Last week, Dane County Executive Joe Parisi announced his intention to extend the county’s Pandemic Emergency Hotel Shelter Program through at least February 2023.
The Emergency Hotel Shelter Program, which started at the onset of the pandemic in March of 2020, houses unhoused folks in Dane County in area hotels, instead of at a normal shelter, to help fight the spread of COVID-19.
Dane County Executive Joe Parisi, says that he sees the program as a big success.
“At the peak of the program, we served about 400 people in hotel rooms. At the same time, soon after, we instituted a program where we helped assign case managers and dollars to help people acquire permanent housing through our Hotels to Housing program, and over the past couple of years we’ve been very successful at moving people from (the) hotels to housing. Between our program and other programs, we’ve had over 250 people successfully find housing,” Parisi says.
Under the new expansion, the program would continue to offer individual shelter for unhoused folk until September 30. That part of the program allows people to stay in a hotel, instead of in a normal homeless shelter, to reduce the spread of COVID-19 to unhoused folks at a higher risk of severe illness.
The extension will also continue their isolation and quarantine shelter through February 2023. This provides unhoused folks a place to stay while they isolate and recover from the virus. At the peak of the Omicron variant in the Winter of 2021 and 2022, the program served over 110 people at one time.
Parisi says that this will allow the around 65 people still in the hotel to find a more permanent place to stay.

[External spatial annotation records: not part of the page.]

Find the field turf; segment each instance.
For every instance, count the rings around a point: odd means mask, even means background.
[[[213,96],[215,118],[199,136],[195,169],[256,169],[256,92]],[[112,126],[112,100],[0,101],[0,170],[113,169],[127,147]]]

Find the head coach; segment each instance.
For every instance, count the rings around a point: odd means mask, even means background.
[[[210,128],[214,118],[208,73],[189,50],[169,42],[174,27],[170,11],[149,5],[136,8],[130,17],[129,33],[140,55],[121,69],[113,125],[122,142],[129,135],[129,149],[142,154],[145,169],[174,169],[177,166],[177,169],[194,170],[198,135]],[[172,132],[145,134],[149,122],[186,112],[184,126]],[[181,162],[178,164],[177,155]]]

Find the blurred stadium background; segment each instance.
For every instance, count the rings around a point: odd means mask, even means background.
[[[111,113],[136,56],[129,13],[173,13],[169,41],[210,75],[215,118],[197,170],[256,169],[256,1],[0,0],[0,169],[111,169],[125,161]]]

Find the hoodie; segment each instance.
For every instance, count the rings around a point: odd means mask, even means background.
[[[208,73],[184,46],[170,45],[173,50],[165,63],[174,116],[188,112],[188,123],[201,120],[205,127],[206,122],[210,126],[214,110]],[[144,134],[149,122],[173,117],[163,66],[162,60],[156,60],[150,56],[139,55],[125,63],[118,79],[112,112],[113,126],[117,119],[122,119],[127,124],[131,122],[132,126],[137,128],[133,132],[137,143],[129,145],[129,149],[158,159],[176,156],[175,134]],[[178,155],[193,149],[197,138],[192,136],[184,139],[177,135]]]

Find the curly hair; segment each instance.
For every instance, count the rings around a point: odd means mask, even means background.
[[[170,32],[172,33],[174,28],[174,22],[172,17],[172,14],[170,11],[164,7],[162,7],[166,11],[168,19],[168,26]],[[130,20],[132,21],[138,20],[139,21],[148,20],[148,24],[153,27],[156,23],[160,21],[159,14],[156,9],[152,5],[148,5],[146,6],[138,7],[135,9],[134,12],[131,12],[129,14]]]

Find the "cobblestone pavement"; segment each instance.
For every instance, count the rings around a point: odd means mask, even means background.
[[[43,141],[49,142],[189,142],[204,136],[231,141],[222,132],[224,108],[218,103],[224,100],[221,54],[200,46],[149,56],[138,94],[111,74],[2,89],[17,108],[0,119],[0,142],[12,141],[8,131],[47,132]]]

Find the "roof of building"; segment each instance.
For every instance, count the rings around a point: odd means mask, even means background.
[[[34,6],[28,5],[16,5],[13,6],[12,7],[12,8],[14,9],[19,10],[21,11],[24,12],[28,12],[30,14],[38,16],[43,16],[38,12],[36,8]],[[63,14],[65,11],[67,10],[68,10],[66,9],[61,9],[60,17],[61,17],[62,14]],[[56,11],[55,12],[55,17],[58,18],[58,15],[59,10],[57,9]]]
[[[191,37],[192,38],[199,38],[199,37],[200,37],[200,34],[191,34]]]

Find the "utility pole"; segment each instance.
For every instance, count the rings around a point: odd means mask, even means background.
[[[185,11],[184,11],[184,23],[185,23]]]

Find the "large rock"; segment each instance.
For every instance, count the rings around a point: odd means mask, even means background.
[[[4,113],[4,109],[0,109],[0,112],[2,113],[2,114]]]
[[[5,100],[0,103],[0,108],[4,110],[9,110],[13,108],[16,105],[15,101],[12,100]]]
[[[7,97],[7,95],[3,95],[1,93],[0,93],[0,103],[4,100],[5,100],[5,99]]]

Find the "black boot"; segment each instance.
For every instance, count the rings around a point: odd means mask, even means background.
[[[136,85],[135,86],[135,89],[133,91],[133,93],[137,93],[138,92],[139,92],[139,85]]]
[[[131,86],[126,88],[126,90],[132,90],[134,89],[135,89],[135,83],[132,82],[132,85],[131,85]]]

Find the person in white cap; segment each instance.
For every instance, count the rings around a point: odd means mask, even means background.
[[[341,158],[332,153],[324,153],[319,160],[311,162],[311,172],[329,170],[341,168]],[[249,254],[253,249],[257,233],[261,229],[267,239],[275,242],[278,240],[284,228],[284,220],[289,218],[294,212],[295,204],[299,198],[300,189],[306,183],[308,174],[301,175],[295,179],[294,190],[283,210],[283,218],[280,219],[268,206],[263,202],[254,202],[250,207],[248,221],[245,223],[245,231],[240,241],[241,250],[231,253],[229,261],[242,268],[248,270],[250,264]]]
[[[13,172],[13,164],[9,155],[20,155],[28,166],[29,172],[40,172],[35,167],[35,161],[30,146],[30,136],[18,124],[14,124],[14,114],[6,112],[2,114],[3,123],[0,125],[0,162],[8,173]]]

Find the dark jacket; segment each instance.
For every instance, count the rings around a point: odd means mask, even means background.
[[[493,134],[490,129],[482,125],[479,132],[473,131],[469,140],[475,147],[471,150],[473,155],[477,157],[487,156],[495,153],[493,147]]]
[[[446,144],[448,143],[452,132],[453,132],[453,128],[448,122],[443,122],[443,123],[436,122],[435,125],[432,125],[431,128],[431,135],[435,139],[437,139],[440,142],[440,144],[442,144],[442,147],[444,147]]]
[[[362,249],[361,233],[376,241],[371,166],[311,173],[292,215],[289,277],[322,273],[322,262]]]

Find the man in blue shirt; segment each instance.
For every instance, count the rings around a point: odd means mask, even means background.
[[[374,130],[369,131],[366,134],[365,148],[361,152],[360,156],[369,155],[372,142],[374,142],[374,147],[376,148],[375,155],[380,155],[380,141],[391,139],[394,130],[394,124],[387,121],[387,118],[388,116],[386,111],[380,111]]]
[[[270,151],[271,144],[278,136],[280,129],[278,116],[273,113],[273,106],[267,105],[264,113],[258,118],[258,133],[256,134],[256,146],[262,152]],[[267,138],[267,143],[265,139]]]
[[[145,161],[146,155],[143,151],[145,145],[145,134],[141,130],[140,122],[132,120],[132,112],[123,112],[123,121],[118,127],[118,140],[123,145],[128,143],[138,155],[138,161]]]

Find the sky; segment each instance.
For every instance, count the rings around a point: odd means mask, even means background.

“We’ve been keeping that going for as long as we can, and we’re starting to run out of money, but we felt, especially with COVID and the new variant out there, we still needed some more time to find housing for the last people in the program. We just want to do everything we can to help these folks who are still there find housing, or if not (at least) explore other alternatives and make sure we can help out as many people as possible,” Parisi says.
The extension of the program will cost the county a little over $3 million dollars, which would come out of aid provided by the American Rescue Plan. So far, the county has spent over $23 million dollars on the program since 2020.
Brenda Konkel is the Executive Director of MACHOne Health, an advocacy group for unhoused folks here in Madison, and runs the Dairy Drive Tiny Home encampment. While they are not directly involved in the Hotel Shelter Program, Konkel says that she is pleased to see that the program has worked so well.
“I think it really shows that a housing-first model, where you worry about finding housing first and then you worry about everything else, is a model that works and can be successful, even here in Madison. We have this really tight rental market, and people are still getting into housing. I think the hotel program really shows what could be if we continue with these types of programs,” Konkel says.
The resolution to authorize the extension is expected to go before the Dane County Board in the coming weeks.